Monday, May 30, 2016

Primrose Lane

Eight years into a childless and financially stressful marriage, Chris and Robin drive to another couple's gothic, upscale home in suburban Los Angeles for a visit. Upon arrival, they find the front door unlocked, and when Robin steps inside, her instincts tell her something is wrong. Their friends have disappeared without a trace, having left their car keys and cell phones in the house.

They search the house from top to bottom, and while it seems lifeless, the emptiness of the home, its dearth of sunlight, and the antiquated mosaic of objects and shadows that shape and haunt room after room collectively add to Robin's concern. Unlike her assumptive husband, she harbors a gnawing awareness: they have left their upwardly mobile life in LA for a realm of strange and unknown proportions, a place where the known rules of the universe no longer apply.

A boy is watching them. He plays tricks on them. He rolls marbles on the floor and toys with their minds.

Swirling into a black hole where everything she knows and loves is snatched, twisted, and inverted, Robin calls upon friends and strangers alike in ever-puzzling ways, only to learn that she, too, is an integral part of the maelstrom, a predicament from which there is no escape. With Primrose Lane, lead actor and director Kathleen Davison, who returns to New Hope after an award-winning screening in 2015, has not so much shot a film as woven it. An original story, an outstanding score and a multitude of visual touches are exquisitely fused into an eerie, sensory experience, one that questions the nature of one's existence.

You can watch the trailer here: Primrose Lane Trailer

Wednesday, May 25, 2016

The Birth of an Artist

Cerebral palsy is a hard and relentless disease, but one filmmaker has captured an astounding response to the severe physical limitations it imposes. Dasha is a girl who paints with her feet. Despite her difficult circumstances, her mind's eye sees nothing but life and beauty in the world, and her feet are enough under her control to render her visions into glorious artworks.

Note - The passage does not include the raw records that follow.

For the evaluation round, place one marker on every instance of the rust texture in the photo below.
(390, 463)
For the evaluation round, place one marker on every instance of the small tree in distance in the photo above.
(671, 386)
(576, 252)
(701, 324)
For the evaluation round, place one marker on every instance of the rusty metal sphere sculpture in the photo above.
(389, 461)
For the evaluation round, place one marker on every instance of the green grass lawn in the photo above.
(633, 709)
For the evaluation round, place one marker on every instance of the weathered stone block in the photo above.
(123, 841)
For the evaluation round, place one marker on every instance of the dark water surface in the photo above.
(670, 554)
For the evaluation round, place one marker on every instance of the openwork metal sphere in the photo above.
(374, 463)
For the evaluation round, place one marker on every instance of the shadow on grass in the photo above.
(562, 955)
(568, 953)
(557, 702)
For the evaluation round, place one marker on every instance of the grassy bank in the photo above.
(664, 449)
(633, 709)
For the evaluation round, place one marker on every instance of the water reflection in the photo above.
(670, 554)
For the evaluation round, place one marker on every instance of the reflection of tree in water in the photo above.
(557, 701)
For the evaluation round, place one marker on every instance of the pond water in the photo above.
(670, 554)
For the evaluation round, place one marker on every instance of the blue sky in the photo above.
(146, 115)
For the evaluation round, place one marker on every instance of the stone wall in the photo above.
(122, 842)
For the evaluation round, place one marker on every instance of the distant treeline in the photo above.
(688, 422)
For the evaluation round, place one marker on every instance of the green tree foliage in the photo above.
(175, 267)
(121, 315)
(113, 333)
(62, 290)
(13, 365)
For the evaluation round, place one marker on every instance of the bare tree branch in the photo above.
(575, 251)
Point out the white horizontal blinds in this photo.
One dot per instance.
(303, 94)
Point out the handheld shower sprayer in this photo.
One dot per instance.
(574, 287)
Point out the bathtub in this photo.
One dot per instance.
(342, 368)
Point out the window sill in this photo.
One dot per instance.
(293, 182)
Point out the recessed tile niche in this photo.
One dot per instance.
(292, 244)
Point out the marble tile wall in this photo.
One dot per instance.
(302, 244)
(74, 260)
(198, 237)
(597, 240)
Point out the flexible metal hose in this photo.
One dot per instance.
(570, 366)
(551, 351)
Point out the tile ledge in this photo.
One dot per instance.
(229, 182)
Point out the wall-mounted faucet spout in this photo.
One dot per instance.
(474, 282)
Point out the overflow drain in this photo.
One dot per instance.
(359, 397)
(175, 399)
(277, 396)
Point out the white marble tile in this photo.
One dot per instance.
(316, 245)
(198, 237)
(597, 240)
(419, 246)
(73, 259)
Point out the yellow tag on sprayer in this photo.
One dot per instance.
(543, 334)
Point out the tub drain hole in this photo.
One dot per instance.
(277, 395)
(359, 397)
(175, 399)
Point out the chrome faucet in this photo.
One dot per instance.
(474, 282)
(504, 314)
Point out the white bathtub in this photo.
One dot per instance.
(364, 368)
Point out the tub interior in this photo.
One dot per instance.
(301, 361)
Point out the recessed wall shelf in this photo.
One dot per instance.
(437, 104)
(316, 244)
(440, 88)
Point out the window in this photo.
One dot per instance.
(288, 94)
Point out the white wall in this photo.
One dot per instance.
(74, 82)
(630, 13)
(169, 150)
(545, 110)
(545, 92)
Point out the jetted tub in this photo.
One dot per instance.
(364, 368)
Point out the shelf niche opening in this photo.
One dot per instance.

The Birth of an Artist is an astounding and unforgettable portrait of courage. Born in Ukraine and educated, in part, at NYU Tisch School of the Arts, Graduate Film program, filmmaker Natasha Babenko is fascinated by duality, which in this case is her subject's "physical hardships intertwined with the beauty she expresses from within." But there is no duality for Babenko in terms of the merit of her film, because it is simply wonderful.

You can watch the trailer here: The Birth of an Artist Trailer

Tuesday, May 17, 2016


A down-and-out guy, single, with introspective eyes and a hardened pall of sadness, wanders back to the small town where he screwed up. He visits this place every year to the same, circular effect, but this time is different when he meets a ravishing young woman whose bright expressions say "it's ok, I admire you."

She can relate, and as mature adults they immediately seize the opportunity to bond with a kindred spirit, both knowing that getting to know someone better over a game of pool is just the kind of old school therapy they need.

But something else is happening here. Something darker, even dangerous, is lurking behind an otherwise refreshing tale of Americana. Director Tim French brings out outstanding performances in his lead actors Hoyt Richards and Annabella Casanova in an indie gem that will intrigue and rattle you.

Intersection is soaring on the festival circuit, and for good reason. You can watch the trailer here: Intersection Trailer

Monday, May 9, 2016

Two Weeks

In this touching, socially relevant short film, Australian student director Dani Bowen focuses her perceptive eyes on a teenage girl, Liz, whose mother just dropped a bombshell on the family—Mom is going to abandon them.

Liz is wounded and bewildered by the news and her father is none too keen on the idea, but there's little they can do since neither is the catalyst for the decision. Mom simply has other things to do with her life and has decided that leaving them will offer her a better chance for fulfillment.

Hence the social relevance. How many parents in this era of selfies and internet stardom will do what they feel like doing regardless of the consequence to other members of the family? Although the story is softly rendered and shows far more than it tells, Bowen reveals this dark aspect of the zeitgeist with remarkable intensity.